Application abstract

Our vision is to develop human wound microbiota and infection models that can suitably replace, and substantially improve upon, currently available rodent microbiota/infection models. We will combine our human ex vivo skin platform with a novel curated clinical biobank of skin/wound bacteria to deliver methodology that will be state-of-the-art but also widely adoptable. This new human-centric model will provide fundamental insights into the characteristics of bacteria that lead to poor healing in the clinic, identifying important therapeutic targets. Finally, we will work with a dermatology-focused industrial partner to demonstrate the feasibility of our human ex vivo skin microbiota/infection models for targeted antimicrobial testing, confirming commercial and clinical suitability. This research will deliver a robust and transformative animal replacement platform to enable human-focussed, predictive outputs from host-microbiome and antimicrobial testing studies.

Our proposal builds upon pioneering new research demonstrating how the skin’s microbial community, or microbiota, is linked to wound infection and clinical outcome.

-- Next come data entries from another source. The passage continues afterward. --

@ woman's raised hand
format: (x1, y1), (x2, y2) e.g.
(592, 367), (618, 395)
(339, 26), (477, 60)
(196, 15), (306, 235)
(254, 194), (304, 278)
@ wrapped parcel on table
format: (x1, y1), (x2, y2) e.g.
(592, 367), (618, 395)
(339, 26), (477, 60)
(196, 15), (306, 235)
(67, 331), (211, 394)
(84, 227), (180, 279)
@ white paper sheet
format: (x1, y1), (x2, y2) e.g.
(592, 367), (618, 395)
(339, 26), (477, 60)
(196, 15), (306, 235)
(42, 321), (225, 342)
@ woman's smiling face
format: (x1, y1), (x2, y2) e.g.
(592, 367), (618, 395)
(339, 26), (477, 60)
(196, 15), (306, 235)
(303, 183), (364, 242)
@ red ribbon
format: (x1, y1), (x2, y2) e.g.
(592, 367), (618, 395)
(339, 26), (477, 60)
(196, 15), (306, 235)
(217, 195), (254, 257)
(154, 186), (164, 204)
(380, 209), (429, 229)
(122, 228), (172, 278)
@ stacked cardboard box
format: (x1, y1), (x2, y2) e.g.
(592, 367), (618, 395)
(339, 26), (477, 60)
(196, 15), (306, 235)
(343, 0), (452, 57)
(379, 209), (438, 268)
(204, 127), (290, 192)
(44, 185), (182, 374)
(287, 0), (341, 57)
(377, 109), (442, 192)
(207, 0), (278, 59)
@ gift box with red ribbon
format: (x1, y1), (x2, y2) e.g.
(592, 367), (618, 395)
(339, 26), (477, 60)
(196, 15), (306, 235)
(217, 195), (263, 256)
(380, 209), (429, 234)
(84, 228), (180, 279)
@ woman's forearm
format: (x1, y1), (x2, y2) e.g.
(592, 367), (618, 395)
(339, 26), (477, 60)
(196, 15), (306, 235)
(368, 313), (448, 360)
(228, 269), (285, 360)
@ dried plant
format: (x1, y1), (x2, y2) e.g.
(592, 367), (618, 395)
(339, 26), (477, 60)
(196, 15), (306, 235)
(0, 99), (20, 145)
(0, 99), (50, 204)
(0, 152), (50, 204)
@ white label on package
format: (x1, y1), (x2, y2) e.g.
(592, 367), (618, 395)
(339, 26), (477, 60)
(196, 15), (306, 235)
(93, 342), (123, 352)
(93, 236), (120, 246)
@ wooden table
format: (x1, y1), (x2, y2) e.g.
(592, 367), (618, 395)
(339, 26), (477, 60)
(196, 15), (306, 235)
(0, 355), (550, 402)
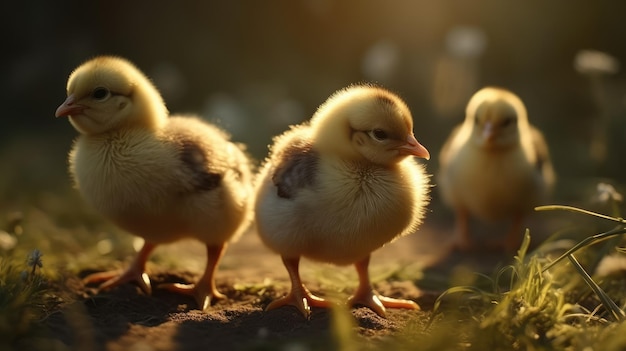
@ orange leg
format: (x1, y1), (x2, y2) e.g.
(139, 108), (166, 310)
(501, 214), (524, 252)
(452, 209), (474, 251)
(83, 242), (156, 295)
(265, 257), (330, 319)
(158, 244), (226, 311)
(348, 255), (419, 317)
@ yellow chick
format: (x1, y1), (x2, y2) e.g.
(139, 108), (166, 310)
(56, 56), (253, 310)
(255, 85), (430, 318)
(437, 87), (555, 251)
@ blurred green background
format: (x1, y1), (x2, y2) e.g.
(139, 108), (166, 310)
(0, 0), (626, 212)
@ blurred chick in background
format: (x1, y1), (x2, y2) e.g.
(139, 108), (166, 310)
(56, 56), (252, 310)
(255, 85), (430, 318)
(437, 87), (555, 250)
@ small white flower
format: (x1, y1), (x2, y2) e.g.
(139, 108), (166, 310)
(0, 230), (17, 251)
(574, 50), (619, 74)
(28, 249), (43, 271)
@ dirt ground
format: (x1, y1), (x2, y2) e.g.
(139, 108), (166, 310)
(31, 219), (524, 351)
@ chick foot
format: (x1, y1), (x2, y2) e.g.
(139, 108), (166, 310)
(83, 243), (156, 295)
(158, 245), (226, 311)
(348, 255), (419, 317)
(265, 257), (331, 320)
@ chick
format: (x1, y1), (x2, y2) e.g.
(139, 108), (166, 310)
(255, 85), (430, 318)
(437, 87), (555, 251)
(56, 56), (253, 310)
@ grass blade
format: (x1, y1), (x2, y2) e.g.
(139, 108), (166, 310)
(535, 205), (626, 224)
(567, 255), (626, 322)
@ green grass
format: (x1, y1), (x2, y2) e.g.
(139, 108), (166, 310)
(0, 184), (626, 350)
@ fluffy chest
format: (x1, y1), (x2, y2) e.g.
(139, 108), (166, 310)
(69, 134), (172, 216)
(303, 162), (416, 235)
(449, 146), (538, 218)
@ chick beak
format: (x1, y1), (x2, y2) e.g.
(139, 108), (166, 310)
(54, 95), (85, 117)
(483, 122), (496, 142)
(398, 134), (430, 160)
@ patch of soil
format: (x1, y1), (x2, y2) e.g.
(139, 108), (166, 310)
(29, 223), (516, 351)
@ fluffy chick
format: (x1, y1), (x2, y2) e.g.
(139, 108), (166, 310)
(437, 87), (555, 250)
(56, 56), (253, 310)
(255, 85), (430, 318)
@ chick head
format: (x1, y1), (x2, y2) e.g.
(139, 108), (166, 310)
(56, 56), (168, 135)
(311, 85), (430, 165)
(465, 87), (528, 149)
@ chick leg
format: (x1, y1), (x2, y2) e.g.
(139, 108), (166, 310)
(501, 214), (523, 252)
(265, 257), (330, 319)
(83, 242), (156, 295)
(452, 209), (473, 251)
(158, 244), (226, 311)
(348, 255), (419, 317)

Our group were the first to reveal that the bacterial profile of human chronic skin wounds predicts whether they will heal, and it is now clear that certain types of bacteria lead to poor healing when tested in mice. Despite these important findings, understanding of the role of the skin microbiota in human wound infection and pathology is still in its infancy. This is because currently used murine skin and wound microbiota/infection models show poor translational applicability to humans. Moreover, current state-of-the-art non-animal models fail to recapitulate the complex architecture, physiology and microbiota of human skin.

Non-animal skin/wound microbiome models are greatly needed to translate research into clinical outcomes. Chronic, non-healing wounds remain an area of significant unmet need, costing the National Health Service a staggering £8.2Bn per year to treat. Many wounds still fail to heal even with best practice care, with infection preceding up to 90% of wound-related limb amputations. Thus, validated and predictive human models have significant potential to drive 3Rs and societal impact.

Our approach will succeed as we have assembled a world-leading team, unique resources and the tools to deliver a substantially improved translational model, meeting important academic and commercial demand. Our expertise spans skin biology, microbiology and infection, with a track-record of developing novel models, supported by established clinical and commercial partnerships. We will facilitate wide adoption of our platform through our leading translational wound centre, working with national and international stakeholders to provide access to expertise and resources.